A few hours later the sun started to rise and Jordan said, “well, we'd better start heading home” just as I entered the purgatory that is being drunk and hung over at the same time.

“good idea, I feel like I want to die” I said, wincing at the sunlight as it helped push me from purgatory to the hell of being very hung over and only drunk enough to feel sick.

“shut the hell up and get in the van” Eric said from the opened door.

“wait, you can open doors? Why the hell have you been passing through it the whole night?” I asked

“Vic, if you woke up, and found out you could walk through solid surfaces, would you ever bother to open a door?” he asked

“well...no, but why'd you do it now?”

“to prove that I can uphold my threat to never let you sleep again” he said with a ghostly smile

“trust me, after tonight, I don't think I can ever sleep again” I said as I entered the darkness of the van, the blue rope lights had been mercifully turned off by Jordan and as I lied down on the couch to nurse my hangover and immediately proved myself wrong by falling asleep. Thirty seconds or so later, the van door slammed shut, waking me up and I saw Eric hovering inches above me, looking right into my eyes as they opened

“hey, check it out, I can fly too” he said

normally the sight would have been enough to startle me into falling off the couch or at least a yelp but I was so exhausted all I could muster was a tired “good one...” and fell back asleep, hoping like hell that ghosts couldn't pick up sharpies.

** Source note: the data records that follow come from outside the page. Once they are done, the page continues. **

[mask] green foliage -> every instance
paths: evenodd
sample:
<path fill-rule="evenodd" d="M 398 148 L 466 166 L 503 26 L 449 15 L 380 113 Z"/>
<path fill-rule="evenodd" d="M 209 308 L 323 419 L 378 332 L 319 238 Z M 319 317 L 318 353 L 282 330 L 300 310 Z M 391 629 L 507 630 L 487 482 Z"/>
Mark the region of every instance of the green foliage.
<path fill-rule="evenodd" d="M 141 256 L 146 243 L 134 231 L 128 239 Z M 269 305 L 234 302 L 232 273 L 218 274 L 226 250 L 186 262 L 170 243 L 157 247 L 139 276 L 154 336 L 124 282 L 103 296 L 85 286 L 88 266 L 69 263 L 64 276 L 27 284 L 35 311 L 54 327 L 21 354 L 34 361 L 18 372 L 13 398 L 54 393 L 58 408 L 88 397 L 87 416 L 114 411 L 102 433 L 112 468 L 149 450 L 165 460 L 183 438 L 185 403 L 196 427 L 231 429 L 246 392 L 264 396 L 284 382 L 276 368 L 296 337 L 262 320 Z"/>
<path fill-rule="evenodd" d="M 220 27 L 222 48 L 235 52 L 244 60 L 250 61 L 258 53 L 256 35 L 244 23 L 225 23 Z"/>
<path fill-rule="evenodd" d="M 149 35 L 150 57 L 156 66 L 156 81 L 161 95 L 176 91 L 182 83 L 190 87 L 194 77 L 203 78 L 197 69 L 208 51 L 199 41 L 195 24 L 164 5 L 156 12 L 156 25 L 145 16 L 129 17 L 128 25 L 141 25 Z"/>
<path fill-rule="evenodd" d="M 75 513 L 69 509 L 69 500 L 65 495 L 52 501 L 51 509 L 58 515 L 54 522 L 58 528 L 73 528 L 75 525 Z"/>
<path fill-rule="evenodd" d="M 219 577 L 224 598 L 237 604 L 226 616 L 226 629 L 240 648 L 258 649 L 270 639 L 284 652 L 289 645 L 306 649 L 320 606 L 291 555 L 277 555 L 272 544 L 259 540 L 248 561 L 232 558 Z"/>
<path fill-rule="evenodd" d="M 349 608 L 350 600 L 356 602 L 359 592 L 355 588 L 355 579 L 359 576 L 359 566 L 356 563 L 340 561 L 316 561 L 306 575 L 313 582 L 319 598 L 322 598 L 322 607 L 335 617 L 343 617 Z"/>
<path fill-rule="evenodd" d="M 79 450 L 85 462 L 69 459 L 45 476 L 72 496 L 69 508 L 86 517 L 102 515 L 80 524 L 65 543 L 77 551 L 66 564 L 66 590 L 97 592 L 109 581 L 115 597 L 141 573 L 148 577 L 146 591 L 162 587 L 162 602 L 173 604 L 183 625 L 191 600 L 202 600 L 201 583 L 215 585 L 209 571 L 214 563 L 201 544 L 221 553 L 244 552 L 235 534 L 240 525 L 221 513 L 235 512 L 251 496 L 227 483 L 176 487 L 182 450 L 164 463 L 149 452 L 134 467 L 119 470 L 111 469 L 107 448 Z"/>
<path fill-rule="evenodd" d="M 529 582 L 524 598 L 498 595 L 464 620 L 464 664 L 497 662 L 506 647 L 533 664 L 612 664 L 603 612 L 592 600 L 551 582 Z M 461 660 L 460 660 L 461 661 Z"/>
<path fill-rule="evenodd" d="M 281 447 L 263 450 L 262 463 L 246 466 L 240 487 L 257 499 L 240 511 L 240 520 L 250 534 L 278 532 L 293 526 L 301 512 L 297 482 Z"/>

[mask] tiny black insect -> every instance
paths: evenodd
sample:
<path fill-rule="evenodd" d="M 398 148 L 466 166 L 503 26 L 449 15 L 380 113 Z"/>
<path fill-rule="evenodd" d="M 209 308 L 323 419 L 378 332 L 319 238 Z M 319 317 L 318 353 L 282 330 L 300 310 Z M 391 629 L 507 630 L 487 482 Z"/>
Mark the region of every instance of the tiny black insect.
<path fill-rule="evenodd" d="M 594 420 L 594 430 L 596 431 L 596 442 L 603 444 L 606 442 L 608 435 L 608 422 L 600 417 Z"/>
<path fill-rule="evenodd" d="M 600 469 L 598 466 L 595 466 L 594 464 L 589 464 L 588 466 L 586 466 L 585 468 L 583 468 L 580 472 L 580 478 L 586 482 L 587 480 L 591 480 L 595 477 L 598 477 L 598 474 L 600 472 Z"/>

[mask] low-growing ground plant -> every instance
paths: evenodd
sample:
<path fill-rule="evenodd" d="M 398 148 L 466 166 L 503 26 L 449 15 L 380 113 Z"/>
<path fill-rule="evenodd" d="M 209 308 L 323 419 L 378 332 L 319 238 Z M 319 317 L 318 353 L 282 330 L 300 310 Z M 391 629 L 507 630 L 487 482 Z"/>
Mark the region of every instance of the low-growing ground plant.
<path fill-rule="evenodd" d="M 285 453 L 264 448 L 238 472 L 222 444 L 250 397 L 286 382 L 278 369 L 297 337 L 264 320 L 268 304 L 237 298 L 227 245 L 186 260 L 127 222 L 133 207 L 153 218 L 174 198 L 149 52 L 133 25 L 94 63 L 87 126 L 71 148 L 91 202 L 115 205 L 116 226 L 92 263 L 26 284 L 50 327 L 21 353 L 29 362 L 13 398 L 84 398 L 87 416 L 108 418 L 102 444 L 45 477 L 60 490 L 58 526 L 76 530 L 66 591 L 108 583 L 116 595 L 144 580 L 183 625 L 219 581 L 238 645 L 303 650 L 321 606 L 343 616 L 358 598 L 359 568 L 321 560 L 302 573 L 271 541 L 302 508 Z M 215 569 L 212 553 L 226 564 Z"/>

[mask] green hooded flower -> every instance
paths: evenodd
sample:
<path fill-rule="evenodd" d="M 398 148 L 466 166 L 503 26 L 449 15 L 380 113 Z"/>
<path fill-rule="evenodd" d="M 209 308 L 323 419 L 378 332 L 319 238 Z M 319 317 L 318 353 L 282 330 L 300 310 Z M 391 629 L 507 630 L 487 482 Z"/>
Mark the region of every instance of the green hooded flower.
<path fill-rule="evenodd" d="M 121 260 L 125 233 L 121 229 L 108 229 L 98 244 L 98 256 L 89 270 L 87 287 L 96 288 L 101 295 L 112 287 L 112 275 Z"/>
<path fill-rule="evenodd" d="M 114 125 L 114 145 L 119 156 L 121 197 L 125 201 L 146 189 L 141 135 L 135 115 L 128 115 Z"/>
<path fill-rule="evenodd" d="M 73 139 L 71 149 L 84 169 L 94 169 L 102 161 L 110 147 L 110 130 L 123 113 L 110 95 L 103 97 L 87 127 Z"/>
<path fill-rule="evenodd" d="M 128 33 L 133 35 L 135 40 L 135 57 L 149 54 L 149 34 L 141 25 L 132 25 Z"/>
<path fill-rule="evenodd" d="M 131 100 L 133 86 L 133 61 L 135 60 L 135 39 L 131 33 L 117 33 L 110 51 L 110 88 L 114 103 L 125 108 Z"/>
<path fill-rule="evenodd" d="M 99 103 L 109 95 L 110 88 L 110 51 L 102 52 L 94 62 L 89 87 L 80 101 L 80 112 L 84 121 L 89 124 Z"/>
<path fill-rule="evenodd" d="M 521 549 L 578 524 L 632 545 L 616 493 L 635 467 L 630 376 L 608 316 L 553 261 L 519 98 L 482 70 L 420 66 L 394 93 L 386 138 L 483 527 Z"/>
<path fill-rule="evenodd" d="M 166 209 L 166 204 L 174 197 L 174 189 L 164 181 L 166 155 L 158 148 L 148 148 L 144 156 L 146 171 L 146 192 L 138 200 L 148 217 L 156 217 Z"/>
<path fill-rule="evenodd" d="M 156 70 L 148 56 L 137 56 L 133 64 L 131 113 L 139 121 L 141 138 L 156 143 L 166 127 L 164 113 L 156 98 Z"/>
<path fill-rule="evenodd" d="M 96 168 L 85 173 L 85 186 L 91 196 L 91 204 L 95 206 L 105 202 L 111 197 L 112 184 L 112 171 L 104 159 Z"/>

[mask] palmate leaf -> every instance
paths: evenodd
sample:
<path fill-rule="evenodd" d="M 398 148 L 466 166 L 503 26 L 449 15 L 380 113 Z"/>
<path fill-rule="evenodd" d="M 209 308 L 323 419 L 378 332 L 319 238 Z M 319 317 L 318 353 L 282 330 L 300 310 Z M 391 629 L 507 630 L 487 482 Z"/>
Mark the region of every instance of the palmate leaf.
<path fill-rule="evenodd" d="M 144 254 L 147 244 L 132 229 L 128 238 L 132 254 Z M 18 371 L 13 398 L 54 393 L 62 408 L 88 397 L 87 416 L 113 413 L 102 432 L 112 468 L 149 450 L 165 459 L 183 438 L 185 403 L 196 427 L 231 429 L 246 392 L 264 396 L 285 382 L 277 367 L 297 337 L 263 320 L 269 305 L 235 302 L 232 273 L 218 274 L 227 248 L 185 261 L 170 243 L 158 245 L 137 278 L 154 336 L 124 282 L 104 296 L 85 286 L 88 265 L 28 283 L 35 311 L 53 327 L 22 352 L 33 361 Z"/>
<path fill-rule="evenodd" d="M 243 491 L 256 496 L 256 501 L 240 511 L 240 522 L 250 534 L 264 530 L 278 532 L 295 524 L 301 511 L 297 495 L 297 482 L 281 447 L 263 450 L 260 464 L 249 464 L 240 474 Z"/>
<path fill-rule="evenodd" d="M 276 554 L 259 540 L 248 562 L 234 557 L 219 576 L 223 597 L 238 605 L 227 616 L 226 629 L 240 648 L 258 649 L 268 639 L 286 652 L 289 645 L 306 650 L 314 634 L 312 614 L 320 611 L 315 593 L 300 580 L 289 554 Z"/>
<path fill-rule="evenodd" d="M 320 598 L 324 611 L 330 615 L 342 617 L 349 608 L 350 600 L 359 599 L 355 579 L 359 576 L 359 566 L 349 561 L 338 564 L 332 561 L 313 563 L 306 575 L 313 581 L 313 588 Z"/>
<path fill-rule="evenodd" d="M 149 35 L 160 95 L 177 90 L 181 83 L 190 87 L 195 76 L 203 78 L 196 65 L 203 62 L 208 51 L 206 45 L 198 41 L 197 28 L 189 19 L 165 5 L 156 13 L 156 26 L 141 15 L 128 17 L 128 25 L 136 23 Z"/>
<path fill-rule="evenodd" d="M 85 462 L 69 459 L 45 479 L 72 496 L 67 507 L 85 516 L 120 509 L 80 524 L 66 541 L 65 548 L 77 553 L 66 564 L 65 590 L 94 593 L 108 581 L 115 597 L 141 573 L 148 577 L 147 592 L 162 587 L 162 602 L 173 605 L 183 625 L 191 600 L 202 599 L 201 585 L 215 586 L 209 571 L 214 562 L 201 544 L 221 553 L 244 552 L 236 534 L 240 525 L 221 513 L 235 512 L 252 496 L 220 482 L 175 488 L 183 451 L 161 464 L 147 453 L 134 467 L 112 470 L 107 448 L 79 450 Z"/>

As we arrived home, Kevin inquired as to where Eric was and where we had been. It's like he forgot our whole “if you talk to us, we will punch you” rule. I looked at Jordan and nodded.

Eric screamed “I'm right here you unobservant ass!” but Kevin made no sign that he heard a thing.

I shot a quick glance at eric who, at this point, was screaming in Kevin's ear a string of curse words, half of which I had never heard before, he met my glance and said “oh don't even start, I'll be haunting my room, new house rule, if you can't see me, you can't live here” he said in his trademark tone when he laid down new house rules to fit what he wanted. And he floated up the stairs towards his room, which was right across the hall from Jordan's, I heard the unmistakable sound of a foot smacking into that rock that was his security device and just barely made out Eric say “i don't even know how that happened...damn that thing's effective.”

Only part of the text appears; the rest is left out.